On Wednesday, I went to the morning workout with Coach Jen. I’ll be an assistant coach for that group when the spring triathlon training starts up, so I thought I’d get back in the time habit by going (I coached a bike workout last week in her absence, so Wednesday was actually my second time). I love the daytime group.
Taking Care of that Hamstring
Anyway, it was a run workout that involved repeats of some very minor hill work plus a quicker pace on a loop portion. What I found was that the minute I got out on the road on a short run with other people where pace was important, I worked to run faster (yes, I am actually a very competitive person at workouts). And the minute I started to do that, my hamstring begain to ache. Not HURT but ache; we can debate the terminology all day, as I know I have a high pain threshold and will work through some things that other people wouldn’t–in any case, I pay attention to “ache” as much as “hurt.”
Once it begins to ache, I know that after awhile (not long at all), that leg feels weak and I can tell that I am carrying it. The more fatigued it gets, the more it aches. I talked to Jen about it; she had a similar injury, and she said it takes a long time to get back. Obviously, as I push the pace, my stride opens up more which exacerbates the area. When I’m trail running, my stride stays shorter even when I’m working to run faster. Plus, I almost never run as fast on the trail as I do on the road unless I’m going downhill, where my biomechanics are different.
What can I learn from this? I have GOT to move away from distance on the road until I build my strength in that right hammie. Right now, I should do runs of about four miles on the road, no more, until I can pick up the pace at that distance without fatigue and ache.

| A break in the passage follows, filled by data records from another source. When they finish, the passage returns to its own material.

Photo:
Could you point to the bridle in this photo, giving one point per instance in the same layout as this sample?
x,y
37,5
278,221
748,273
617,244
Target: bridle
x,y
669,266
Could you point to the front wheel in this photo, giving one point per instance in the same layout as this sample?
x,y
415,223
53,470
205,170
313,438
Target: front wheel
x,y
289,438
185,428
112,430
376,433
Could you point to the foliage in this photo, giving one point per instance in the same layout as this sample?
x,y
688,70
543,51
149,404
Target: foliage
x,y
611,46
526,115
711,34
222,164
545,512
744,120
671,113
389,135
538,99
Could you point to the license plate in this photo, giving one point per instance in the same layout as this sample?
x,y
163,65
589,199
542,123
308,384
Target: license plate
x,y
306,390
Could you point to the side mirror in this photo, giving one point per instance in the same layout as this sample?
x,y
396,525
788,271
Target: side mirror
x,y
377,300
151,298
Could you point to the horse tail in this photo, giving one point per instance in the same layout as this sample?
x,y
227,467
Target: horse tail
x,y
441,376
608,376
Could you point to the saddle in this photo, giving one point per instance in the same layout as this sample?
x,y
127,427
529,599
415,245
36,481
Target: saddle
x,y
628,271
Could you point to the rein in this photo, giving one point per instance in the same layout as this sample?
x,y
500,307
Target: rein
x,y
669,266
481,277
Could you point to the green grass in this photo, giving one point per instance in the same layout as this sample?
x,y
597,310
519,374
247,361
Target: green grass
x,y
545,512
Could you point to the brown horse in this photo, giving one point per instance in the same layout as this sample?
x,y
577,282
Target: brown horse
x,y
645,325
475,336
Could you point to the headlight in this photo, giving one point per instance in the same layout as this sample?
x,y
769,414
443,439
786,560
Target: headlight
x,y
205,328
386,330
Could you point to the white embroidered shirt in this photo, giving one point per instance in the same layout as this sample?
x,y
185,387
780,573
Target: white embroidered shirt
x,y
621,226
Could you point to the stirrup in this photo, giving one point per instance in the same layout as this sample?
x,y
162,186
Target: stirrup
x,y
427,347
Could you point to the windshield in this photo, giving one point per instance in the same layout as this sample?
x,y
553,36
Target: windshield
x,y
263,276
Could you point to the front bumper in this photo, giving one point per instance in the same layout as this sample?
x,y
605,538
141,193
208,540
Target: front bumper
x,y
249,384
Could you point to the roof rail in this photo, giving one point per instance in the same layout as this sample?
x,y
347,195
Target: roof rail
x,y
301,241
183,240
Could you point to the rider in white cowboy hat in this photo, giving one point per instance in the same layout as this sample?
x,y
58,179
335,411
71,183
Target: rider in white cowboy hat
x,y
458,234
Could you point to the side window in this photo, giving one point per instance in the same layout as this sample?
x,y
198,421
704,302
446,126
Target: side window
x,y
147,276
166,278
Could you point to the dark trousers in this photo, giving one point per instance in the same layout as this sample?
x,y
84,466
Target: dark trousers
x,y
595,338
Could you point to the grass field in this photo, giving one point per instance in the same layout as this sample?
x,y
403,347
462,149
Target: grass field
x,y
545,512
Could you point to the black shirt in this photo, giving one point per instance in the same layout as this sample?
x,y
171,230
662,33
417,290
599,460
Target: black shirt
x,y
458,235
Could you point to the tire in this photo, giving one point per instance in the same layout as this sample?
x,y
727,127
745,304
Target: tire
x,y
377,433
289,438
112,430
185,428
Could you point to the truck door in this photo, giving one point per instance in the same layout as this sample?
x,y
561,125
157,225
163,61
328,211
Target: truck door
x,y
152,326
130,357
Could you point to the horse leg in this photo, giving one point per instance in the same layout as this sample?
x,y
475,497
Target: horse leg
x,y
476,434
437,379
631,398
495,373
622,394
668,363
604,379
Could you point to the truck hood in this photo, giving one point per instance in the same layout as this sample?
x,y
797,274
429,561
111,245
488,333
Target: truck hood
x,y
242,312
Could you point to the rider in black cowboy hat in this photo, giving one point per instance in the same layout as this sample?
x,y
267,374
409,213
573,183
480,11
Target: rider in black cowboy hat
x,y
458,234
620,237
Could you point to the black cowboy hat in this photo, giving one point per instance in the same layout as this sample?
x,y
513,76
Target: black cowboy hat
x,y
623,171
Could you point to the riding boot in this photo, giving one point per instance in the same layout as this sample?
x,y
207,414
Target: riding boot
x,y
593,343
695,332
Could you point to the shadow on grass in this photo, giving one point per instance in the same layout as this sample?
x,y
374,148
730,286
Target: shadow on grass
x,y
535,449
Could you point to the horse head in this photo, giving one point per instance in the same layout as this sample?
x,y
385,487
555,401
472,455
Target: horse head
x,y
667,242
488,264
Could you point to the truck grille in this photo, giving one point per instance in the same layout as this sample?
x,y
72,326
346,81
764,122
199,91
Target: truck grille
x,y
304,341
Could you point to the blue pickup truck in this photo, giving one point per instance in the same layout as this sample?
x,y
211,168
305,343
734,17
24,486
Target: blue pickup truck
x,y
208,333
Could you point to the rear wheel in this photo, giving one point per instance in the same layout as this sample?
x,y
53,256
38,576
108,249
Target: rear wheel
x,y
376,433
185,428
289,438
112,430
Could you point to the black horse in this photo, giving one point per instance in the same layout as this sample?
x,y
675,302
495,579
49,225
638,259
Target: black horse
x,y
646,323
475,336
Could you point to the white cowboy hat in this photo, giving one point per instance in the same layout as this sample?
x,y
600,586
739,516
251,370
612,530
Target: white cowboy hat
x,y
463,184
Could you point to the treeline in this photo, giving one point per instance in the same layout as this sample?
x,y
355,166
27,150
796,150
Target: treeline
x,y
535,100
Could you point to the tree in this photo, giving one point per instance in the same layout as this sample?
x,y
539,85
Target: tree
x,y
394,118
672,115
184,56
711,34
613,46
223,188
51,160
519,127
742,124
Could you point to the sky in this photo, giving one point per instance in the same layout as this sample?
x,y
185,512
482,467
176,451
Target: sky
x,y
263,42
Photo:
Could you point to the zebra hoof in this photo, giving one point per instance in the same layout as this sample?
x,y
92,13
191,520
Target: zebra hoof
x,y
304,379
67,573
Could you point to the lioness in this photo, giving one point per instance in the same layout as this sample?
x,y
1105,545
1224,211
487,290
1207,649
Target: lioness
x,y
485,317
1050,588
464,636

When I can do that, I should push it a little further. Any distance running I’m doing should absolutely be on the trail, but I need to keep things rather proportionate seeing as my during-the-week distances will be so much shorter. It’s all about balance (isn’t it always?).
I had struggled over the distance I wanted to ride at Spokes ‘n Spurs this weekend. Keeping the above in mind and looking at what I’ve been doing (my last “long” ride was 21 miles) and where I’m going (I’d like to do the Quarter Iron at Galveston), the sensible thing was to ride the 28 mile route. But everybody I know, including the hubby, was going to be doing the 44 mile route. Of course, I have the endurance for that…but what I don’t know is when the hammie gets sore and what that would do to me if, say, it happened at about mile 33. The weather solved the issue; the ride was cancelled.
Clearly, I have to fight against the FOMO in me, which wants to do what all my friends are doing.
Carrying the EpiPen and Allergy Gear
I’ve made a compromise on my pack. During short, heavily peopled runs (neighborhood and Lady Bird Lake, for example), I’m carrying an “abbreviated” pack. In it, I have my phone plus quick dissolve Benadryl. The heavy pack (Benadryl, phone, ginormous EpiPen) will go on all trail runs, regardless of distance and any long road run where I may wind up alone. I think that’s realistic and, more importantly, something I’ll actually do.
Now, I have to consider bike rides…do I wear it or try to find some other bag to attach to my bike? And then I guess I’ll put it in a bag for swimming.
Sigh–pain in the ass factor. Oh, well; as Meredith says, it’s all very doable. I just gotta make the habits.